SIGMUND FREUD
1937
Avvertenza editoriale
Freud fa riferimento alla obiezione mossagli da un amico, il quale osservava che gli analisti, quando il paziente consente con una loro interpretazione, rimangono soddisfatti; ma esprimono soddisfazione anche quando il paziente rifiuta il consenso, spiegando in tal caso che quel rifiuto è indice di una resistenza e costituisce quindi una indiretta conferma della loro interpretazione. In tal modo non vi è maniera di provare mai nulla.
Freud risponde che il sìi ed il no dei pazienti non hanno di per sé alcun significato e che la prova della validità o meno di ciò che egli non vuol più chiamare interpretazione ma costruzione, si ottiene per vie tutt’affatto diverse.

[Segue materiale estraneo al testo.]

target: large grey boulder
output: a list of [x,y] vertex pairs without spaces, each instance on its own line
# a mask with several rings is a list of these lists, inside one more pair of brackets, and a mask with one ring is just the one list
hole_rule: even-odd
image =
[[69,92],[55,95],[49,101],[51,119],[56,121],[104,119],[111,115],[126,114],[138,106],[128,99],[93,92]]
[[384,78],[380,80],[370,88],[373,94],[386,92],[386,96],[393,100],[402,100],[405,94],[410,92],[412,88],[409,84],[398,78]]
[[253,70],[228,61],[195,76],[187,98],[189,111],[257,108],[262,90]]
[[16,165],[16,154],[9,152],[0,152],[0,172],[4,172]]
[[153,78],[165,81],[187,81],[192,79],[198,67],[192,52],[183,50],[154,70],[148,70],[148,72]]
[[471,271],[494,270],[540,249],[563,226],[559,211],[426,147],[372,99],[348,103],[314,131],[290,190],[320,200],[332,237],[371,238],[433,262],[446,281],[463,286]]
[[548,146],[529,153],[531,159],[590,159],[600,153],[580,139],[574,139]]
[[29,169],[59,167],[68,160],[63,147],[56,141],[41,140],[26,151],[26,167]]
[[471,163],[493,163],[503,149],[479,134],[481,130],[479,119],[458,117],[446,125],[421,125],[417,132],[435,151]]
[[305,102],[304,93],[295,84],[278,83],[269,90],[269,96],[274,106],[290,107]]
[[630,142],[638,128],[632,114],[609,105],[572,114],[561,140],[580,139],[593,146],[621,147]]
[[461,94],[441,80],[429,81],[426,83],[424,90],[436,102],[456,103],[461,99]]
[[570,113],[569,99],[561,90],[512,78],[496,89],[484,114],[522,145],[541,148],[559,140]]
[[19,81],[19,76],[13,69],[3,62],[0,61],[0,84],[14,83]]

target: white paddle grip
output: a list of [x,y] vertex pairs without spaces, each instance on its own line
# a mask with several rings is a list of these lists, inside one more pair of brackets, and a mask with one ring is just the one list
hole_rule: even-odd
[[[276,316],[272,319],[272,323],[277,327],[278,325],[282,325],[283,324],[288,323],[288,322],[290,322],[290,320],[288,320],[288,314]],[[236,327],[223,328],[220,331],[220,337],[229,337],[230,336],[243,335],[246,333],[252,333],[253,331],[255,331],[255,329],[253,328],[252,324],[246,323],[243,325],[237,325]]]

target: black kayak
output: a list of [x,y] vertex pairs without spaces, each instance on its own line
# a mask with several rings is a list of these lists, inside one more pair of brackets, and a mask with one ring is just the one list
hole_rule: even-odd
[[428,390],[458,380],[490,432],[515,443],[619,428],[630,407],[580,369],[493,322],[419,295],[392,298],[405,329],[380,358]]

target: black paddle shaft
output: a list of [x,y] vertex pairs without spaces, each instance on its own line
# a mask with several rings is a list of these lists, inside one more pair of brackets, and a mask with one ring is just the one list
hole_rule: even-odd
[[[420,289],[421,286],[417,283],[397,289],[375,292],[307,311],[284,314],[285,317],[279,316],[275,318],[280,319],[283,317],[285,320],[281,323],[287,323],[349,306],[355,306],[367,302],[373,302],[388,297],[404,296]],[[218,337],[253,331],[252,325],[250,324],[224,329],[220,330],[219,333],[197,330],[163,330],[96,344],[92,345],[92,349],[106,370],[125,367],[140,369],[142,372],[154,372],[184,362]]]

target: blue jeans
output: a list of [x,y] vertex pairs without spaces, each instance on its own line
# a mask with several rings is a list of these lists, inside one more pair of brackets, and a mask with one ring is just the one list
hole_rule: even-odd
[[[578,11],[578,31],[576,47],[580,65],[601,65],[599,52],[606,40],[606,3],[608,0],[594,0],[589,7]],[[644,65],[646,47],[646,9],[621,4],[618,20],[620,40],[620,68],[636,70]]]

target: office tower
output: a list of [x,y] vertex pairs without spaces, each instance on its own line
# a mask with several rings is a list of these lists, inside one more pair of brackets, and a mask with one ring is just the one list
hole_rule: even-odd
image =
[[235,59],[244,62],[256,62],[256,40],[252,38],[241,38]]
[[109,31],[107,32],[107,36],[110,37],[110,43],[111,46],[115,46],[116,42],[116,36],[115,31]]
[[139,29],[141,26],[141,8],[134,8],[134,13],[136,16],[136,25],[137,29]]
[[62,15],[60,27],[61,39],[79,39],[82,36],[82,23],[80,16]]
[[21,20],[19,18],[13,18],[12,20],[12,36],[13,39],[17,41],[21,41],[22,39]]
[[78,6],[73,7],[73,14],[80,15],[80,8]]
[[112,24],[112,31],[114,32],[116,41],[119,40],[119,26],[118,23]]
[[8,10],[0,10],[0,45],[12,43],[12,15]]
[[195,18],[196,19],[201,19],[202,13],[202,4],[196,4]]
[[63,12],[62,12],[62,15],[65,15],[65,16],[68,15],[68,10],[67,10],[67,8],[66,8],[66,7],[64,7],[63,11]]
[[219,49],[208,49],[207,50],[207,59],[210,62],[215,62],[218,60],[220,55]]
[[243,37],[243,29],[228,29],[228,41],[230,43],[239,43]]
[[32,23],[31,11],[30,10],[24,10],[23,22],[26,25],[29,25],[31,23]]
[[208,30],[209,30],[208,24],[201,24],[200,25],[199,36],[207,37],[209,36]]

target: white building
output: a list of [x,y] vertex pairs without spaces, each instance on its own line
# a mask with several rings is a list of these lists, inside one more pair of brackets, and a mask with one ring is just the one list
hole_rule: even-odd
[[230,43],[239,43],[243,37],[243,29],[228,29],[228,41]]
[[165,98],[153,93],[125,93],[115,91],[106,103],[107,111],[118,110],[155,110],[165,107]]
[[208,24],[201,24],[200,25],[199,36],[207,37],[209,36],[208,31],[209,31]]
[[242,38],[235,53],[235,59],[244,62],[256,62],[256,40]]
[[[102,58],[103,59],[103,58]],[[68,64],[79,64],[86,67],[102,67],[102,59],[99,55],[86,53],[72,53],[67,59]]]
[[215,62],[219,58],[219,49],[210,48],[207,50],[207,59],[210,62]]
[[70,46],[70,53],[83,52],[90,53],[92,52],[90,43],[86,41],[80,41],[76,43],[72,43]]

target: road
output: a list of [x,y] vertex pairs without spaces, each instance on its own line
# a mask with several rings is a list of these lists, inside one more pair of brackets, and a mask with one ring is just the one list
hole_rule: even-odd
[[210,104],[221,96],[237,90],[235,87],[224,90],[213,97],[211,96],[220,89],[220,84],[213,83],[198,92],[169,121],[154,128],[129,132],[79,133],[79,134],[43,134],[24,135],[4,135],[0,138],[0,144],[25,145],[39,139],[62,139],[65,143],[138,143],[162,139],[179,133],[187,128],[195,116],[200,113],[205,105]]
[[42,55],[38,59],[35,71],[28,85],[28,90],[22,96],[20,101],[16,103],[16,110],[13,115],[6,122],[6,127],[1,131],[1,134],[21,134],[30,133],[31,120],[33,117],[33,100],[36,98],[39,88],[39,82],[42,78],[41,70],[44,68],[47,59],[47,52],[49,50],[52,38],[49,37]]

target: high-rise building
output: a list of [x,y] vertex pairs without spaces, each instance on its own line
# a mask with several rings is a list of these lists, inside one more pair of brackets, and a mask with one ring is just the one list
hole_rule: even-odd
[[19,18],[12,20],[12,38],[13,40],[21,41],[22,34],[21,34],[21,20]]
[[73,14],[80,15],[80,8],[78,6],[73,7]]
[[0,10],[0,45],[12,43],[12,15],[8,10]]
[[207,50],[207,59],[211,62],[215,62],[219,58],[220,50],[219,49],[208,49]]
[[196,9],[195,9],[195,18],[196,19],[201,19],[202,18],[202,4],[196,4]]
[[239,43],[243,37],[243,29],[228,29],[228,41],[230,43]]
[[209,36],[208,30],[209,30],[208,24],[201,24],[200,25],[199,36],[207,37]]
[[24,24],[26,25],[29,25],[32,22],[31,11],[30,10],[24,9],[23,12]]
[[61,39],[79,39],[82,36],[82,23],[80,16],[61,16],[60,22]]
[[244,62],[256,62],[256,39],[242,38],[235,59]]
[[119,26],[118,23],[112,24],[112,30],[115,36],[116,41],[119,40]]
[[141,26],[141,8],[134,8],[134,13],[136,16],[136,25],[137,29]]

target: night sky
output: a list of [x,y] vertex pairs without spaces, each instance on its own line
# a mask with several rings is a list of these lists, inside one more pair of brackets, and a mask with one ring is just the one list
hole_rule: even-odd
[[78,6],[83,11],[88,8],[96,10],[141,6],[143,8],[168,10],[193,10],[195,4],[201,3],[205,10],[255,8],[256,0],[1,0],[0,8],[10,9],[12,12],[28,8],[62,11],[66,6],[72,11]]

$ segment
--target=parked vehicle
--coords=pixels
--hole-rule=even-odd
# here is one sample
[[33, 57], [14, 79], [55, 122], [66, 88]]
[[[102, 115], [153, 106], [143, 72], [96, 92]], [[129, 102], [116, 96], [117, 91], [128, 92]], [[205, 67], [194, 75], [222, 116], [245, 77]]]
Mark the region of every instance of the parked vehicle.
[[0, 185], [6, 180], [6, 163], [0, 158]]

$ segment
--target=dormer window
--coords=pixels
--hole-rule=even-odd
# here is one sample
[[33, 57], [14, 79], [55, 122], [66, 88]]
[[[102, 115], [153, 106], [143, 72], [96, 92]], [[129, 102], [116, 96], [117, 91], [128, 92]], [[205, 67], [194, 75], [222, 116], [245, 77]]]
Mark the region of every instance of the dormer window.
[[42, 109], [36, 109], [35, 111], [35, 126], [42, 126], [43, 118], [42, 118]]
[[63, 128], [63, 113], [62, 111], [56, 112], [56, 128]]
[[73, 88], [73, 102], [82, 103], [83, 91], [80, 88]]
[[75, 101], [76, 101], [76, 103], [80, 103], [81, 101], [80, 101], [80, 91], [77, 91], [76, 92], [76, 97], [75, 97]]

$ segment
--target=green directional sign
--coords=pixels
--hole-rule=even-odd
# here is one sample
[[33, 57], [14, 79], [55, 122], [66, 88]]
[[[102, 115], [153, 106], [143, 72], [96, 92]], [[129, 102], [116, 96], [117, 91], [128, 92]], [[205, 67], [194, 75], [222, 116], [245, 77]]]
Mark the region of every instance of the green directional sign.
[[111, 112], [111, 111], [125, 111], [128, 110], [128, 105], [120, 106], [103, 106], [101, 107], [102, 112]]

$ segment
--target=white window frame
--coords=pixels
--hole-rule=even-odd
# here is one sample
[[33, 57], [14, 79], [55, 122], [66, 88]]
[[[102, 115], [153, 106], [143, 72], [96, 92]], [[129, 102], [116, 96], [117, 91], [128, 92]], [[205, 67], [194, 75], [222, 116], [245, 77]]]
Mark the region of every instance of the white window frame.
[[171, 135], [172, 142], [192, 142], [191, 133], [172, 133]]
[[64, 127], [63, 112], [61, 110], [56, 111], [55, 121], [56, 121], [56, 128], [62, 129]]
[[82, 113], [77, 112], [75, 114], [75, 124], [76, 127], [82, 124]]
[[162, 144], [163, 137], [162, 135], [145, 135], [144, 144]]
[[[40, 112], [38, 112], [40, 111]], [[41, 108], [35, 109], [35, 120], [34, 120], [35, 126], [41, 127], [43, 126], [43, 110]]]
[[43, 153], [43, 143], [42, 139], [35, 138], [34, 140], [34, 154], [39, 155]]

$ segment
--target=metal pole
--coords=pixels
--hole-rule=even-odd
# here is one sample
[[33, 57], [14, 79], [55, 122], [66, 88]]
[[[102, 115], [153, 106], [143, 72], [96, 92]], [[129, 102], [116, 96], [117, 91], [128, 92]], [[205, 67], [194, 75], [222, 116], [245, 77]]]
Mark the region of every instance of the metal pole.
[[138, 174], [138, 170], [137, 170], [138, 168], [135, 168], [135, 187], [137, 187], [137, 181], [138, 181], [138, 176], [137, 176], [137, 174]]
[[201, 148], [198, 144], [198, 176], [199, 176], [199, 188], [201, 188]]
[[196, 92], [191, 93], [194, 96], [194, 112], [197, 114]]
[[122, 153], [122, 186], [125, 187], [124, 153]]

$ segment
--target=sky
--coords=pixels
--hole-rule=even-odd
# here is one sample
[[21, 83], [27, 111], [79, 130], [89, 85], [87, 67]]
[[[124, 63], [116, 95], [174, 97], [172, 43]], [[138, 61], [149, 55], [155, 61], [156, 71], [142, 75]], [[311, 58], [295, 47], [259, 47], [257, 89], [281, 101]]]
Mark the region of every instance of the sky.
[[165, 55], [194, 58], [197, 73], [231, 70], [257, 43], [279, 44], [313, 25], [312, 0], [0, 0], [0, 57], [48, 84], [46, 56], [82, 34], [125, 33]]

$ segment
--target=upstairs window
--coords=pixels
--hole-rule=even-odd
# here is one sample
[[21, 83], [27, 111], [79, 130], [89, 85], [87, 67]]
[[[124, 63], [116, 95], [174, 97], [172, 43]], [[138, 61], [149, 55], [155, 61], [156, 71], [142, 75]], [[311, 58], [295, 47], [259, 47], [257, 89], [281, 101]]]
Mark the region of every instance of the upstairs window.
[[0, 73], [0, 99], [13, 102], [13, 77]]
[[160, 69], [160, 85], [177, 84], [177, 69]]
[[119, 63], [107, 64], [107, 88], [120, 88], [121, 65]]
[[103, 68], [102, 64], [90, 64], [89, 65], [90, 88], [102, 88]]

La costruzione psicoanalitica si distingue dall’interpretazione perché mentre quest’ultima si limita a rendere palese il significato di un singolo elemento del materiale clinico, mediante la “costruzione” l’analista elabora una serie complessa di congetture riguardanti un brano della vita passata del paziente. Si tratta naturalmente di congetture polivalenti e talora contraddittorie, in attesa di verifiche o di smentite.
Il controllo della validità del lavoro dell’analista si ottiene prendendo in esame il modo con cui il paziente reagisce in generale alle costruzioni che gli vengono prospettate; ma ciò che conta non sono le sue reazioni dirette (il si o il no), bensì le sue reazioni indirette, come ad esempio il nuovo materiale che porta in analisi in seguito ad una certa costruzione o il modo in cui modifica il proprio comportamento (il suo agire) nei confronti dello stesso analista. D’altra parte, ciò che l’analista vuole “costruire” non è la “verità materiale” degli avvenimenti passati che riguardano il paziente, ma piuttosto la “verità storica” di essi: come il paziente li ha soggettivamente vissuti nel passato, perché li ha rimossi e dimenticati.
Costruzioni nell’analisi
1.
L’intento del lavoro analitico è quello di far sì che il paziente rinunci alle rimozioni – nel più ampio senso intese – che risalgono al suo antico sviluppo e le sostituisca con reazioni tali da poter corrispondere a uno stato di maturità psichica. A tal fine egli deve ripristinare il ricordo di determinati episodi, nonché dei moti affettivi da essi suscitati, che al momento risultano in lui dimenticati. Noi sappiamo che i suoi sintomi e le sue inibizioni attuali sono la conseguenza di tali rimozioni e che dunque sono il sostituto di quello che ha dimenticato.
Sappiamo che l’analizzato deve essere portato a ricordare qualcosa che egli stesso ha vissuto e rimosso; ebbene, le condizioni dinamiche di questo processo sono talmente interessanti che in compenso l’altra parte del lavoro, la prestazione dell’analista, è stata spinta in secondo piano.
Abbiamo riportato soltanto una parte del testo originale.